Sabemos por que a aula não será boa. Sabemos por que o trabalho nos impôs essa escolha. Sabemos que alguns são mais culpados do que outros. E já denunciamos exaustivamente tudo isso. Por isso, sabemos, hoje, que as palavras não valem nada… E por isso, a única postura digna seria emudecermos.

Antes disso, porém, algumas palavras precisam ser ditas. Todas elas têm o mesmo significado. Todas elas escondem o inominável. Todas elas farão parte do cortejo fúnebre do futuro taciturno… “educadores”… “saúde da instituição”… “diálogo”… “enfrentar os riscos”… “comunidade”… “protocolos de proteção”… “grandes desafios”… “cuidado coletivo”… “alunos”… etc… etc… etc…

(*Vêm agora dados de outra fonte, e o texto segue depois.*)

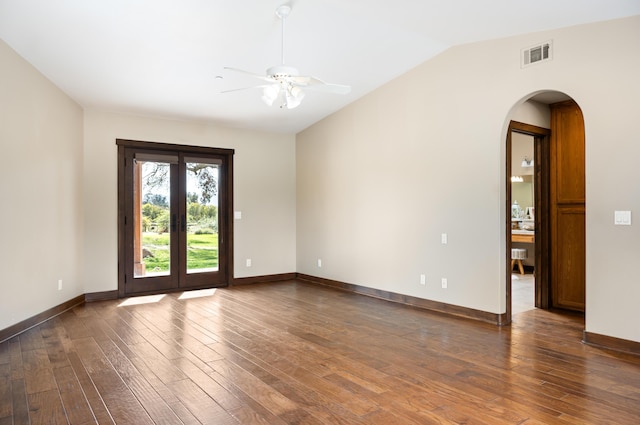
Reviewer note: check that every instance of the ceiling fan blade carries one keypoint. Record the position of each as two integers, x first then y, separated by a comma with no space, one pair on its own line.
251,74
329,88
317,84
261,86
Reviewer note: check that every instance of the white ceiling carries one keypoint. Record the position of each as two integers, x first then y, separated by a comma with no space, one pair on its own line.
166,58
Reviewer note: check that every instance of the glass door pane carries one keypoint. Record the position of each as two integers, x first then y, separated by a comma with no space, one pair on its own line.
202,245
152,219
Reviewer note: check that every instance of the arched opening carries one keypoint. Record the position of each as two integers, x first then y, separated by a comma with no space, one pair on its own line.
545,228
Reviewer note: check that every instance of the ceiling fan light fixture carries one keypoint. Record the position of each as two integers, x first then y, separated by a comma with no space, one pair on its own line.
270,94
294,96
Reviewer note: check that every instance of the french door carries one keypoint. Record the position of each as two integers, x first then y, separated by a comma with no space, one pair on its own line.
174,208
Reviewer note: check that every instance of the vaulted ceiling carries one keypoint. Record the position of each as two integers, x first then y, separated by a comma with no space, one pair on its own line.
166,58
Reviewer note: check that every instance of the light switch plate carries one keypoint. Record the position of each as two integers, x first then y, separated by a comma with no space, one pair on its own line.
622,218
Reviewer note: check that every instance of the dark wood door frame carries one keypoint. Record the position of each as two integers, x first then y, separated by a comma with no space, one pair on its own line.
542,264
226,212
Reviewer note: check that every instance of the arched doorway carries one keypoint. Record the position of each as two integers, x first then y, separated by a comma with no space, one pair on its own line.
550,232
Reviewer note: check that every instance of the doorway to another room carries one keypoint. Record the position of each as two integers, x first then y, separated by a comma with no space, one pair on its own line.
546,210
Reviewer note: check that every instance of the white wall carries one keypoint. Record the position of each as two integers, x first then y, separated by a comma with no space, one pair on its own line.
264,191
41,192
379,181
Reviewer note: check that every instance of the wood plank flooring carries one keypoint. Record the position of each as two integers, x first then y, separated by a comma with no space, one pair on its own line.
295,353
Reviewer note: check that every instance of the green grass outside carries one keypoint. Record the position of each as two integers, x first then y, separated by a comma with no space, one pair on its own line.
202,251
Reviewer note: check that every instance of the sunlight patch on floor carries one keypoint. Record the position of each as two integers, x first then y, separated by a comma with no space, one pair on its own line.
198,293
146,299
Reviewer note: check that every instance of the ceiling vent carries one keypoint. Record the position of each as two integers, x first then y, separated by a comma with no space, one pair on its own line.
539,53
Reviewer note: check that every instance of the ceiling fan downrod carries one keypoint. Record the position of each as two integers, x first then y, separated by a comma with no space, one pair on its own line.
283,12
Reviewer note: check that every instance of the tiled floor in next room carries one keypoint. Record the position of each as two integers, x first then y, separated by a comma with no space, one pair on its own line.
522,292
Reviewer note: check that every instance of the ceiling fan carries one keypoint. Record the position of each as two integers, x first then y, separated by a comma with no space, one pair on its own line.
284,86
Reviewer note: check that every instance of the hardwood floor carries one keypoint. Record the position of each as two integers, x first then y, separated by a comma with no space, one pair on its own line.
295,353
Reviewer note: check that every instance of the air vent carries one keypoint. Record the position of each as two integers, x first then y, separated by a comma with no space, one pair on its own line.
538,53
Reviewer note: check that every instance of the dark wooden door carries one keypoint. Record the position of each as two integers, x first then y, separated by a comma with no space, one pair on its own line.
174,217
567,207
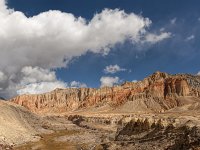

A fotografia de destaque, cortada por motivos técnicos, é de Fan Ho. A outra é de Kültür Tava.

3 COMENTÁRIOS

  1. Parabéns pelo texto. Remete a Drummond:

    Luta com palavras
    é a luta mais vã.
    Entanto lutamos
    mal rompe a manhã.

    O autor afirma que hoje as palavras são “estéreis”. Se é assim, por que “algumas palavras precisam ser ditas”? A aparente aporia remete, também, a Drummond:

    Um inseto cava
    cava sem alarme
    perfurando a terra
    sem achar escape.

    Que fazer, exausto,
    em país bloqueado,
    enlace de noite
    raiz e minério?

    Eis que o labirinto
    (oh razão, mistério)
    presto se desata:

    em verde, sozinha,
    antieuclidiana,
    uma orquídea forma-se.

    Apesar do “país bloqueado”, um inseto cava e pode achar escape, uma orquídea pode se formar, antieuclidianamente. Lutemos com palavras, sempre.

    PS.: As fotografias encaixaram bem, também.